She has previously said she wanted her tenure to at least match the nearly 23 years of Justice Louis Brandeis, which would get her to April 2016, and said she had a new “model” in Justice Stevens, who retired at age 90 after nearly 35 years on the bench.
She’s 80 now, so if what she said is for real — and of course there’s no way of knowing how well such public statements track her actual thinking — she’s planning to stick around not only through Barack Obama’s second term, but two presidential terms beyond that.
She says that being a Supreme Court justice is “the best job in the world for a lawyer.” I’m sure that’s true! But it’s also not unusual in politics to be squeezed between what’s best for oneself, narrowly speaking, and what’s best for the causes one cares about.
As I’ve argued before, now is the time. Democrats hold 54 seats in the Senate (and will probably move back to 55 in the fall), but the odds are strong that Republicans will hold more seats after the 2014 elections. Obama isn’t at his peak popularity, but there’s probably more risk going forward. Basically, right now, Obama probably has more freedom to get a replacement confirmed who Ginsburg would be very happy with than he’ll ever have again.
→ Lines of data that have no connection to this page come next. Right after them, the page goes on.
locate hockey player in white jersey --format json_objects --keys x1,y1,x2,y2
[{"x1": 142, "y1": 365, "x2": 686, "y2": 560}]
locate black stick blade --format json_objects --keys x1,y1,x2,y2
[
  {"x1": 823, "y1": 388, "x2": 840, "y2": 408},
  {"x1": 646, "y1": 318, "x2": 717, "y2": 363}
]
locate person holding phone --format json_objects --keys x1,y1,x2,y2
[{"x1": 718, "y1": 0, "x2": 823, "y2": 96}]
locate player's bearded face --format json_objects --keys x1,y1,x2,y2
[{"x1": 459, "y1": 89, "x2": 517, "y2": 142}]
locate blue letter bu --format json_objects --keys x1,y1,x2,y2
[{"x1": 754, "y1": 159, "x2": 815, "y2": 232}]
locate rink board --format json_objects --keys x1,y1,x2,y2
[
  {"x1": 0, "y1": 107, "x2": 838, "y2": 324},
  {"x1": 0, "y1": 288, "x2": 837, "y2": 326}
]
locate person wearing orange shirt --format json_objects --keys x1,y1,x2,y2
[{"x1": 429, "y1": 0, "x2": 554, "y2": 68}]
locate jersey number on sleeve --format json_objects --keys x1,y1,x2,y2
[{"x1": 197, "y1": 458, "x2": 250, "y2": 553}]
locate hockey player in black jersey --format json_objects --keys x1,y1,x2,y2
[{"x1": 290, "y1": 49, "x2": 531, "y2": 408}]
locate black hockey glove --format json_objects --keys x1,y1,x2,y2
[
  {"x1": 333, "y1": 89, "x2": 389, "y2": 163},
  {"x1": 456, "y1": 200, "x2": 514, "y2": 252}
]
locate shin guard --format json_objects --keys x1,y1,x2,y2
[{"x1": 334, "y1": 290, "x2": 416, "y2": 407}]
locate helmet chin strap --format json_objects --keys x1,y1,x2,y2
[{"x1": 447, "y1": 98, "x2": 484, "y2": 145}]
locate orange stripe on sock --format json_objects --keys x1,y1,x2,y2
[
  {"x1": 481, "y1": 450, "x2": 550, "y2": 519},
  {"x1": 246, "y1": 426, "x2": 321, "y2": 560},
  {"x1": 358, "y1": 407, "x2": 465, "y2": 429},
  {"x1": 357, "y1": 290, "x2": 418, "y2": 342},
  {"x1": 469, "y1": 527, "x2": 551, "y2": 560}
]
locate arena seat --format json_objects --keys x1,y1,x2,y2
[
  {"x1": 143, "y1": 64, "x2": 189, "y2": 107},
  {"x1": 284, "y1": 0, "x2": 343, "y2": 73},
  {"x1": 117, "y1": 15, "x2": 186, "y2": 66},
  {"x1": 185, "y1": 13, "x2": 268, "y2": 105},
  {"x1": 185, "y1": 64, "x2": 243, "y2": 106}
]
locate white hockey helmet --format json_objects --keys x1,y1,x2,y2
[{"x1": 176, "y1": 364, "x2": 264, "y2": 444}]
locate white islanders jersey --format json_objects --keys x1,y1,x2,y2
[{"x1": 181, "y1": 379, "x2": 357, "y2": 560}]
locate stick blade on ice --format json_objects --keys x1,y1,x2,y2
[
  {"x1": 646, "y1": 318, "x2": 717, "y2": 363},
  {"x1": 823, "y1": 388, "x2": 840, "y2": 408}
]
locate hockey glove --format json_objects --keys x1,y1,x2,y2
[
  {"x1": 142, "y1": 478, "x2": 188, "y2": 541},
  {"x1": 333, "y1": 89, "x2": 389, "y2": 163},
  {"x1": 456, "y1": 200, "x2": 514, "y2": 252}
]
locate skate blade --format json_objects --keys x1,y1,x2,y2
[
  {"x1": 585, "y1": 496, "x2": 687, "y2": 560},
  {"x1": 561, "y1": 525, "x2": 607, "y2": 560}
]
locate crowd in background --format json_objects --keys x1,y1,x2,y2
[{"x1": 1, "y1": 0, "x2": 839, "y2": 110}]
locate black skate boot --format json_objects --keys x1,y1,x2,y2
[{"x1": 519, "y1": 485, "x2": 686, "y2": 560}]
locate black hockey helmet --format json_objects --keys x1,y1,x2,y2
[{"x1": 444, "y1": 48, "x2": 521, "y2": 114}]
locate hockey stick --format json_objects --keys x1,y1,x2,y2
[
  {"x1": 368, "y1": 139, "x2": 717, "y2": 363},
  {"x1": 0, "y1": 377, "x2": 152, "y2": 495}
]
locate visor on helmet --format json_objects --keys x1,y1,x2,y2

It’s not just her. Justice Stephen Breyer will be 75 in August, meaning that he might have difficulty surviving whoever succeeds Obama.
Breyer was nominated in 1994, Ginsburg in 1993. It’s a great gig — but 20 years is a very good run. Indeed, those who advocate limited terms for Supreme Court Justices generally have picked 18 years as a reasonable term in office. The reality of the court, and the parties, these days is that Ginsburg and Breyer should know that a Justice selected by President Rubio or President Jindal or President Cruz is going to produce a very different nation than one selected by Barack Obama.
That’s why partisan strategic retirements have become far more common recently. And if either Breyer or Ginsburg takes that route, sooner is much better than later.